Plus, her husband has the brilliant idea of forbidding her from any “strenuous” mental activity like writing, due to his belief that her “imaginative power and habit of story-making” are likely to aggravate her nerves. Now that’s bedside manner. And this is despite the narrator’s own belief that she would benefit from “congenial work, with excitement and change.” Who’s in the right? Well, going by the results of this “rest cure,” we suspect that being cooped up with only her mind for company isn’t exactly the best remedy—despite being “what the doctor ordered.”
The fact that the narrator’s room used to be a nursery hardly seems coincidental: her husband even refers to her as a “little girl” (how annoying would that be?), and the nursery—complete with barred windows—pretty obviously signifies entrapment and infantilization. The place seems more like a cell than a place of recovery.

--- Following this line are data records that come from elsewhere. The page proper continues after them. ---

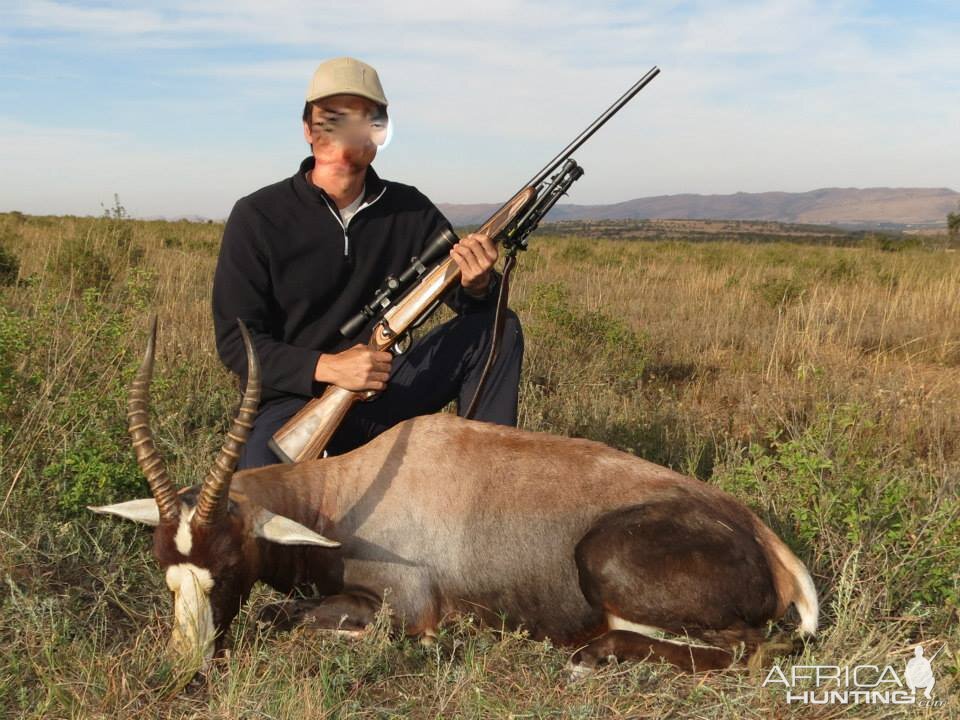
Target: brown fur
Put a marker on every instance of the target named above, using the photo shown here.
(549, 533)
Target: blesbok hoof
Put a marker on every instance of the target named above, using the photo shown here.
(578, 672)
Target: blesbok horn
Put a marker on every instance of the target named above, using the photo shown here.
(138, 425)
(212, 505)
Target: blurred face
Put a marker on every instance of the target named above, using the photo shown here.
(344, 133)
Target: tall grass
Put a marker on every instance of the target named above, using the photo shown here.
(817, 383)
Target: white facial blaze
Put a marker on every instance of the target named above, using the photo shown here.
(193, 630)
(184, 537)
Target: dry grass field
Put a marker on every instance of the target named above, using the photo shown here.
(815, 376)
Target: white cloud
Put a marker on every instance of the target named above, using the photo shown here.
(786, 95)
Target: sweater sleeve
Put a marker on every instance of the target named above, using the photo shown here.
(242, 289)
(458, 299)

So despite her husband’s orders, the narrator writes of her fascination with the room’s wallpaper and a strange figure that she imagines moving around in its pattern. The narrator also interprets the pattern as bars, suggesting that the figure is a prisoner like herself. This connection gets stronger as the story goes on, with identity becoming blurred (we no longer know who “I” signifies) and the narrator coming to see herself as this figure. Ironically, her “recuperation” ends with her having a complete meltdown. So much for a little R & R.
The woman in the wallpaper therefore seems to be a figment of the narrator’s mind, and this highlights one of the story’s main themes. Imagine what it would be like to feel as though your whole personality is being stifled or walled in—wallpapered in, in this case. Well, that’s what’s happening here, and it’s this that brings about the screwy imagery in this story.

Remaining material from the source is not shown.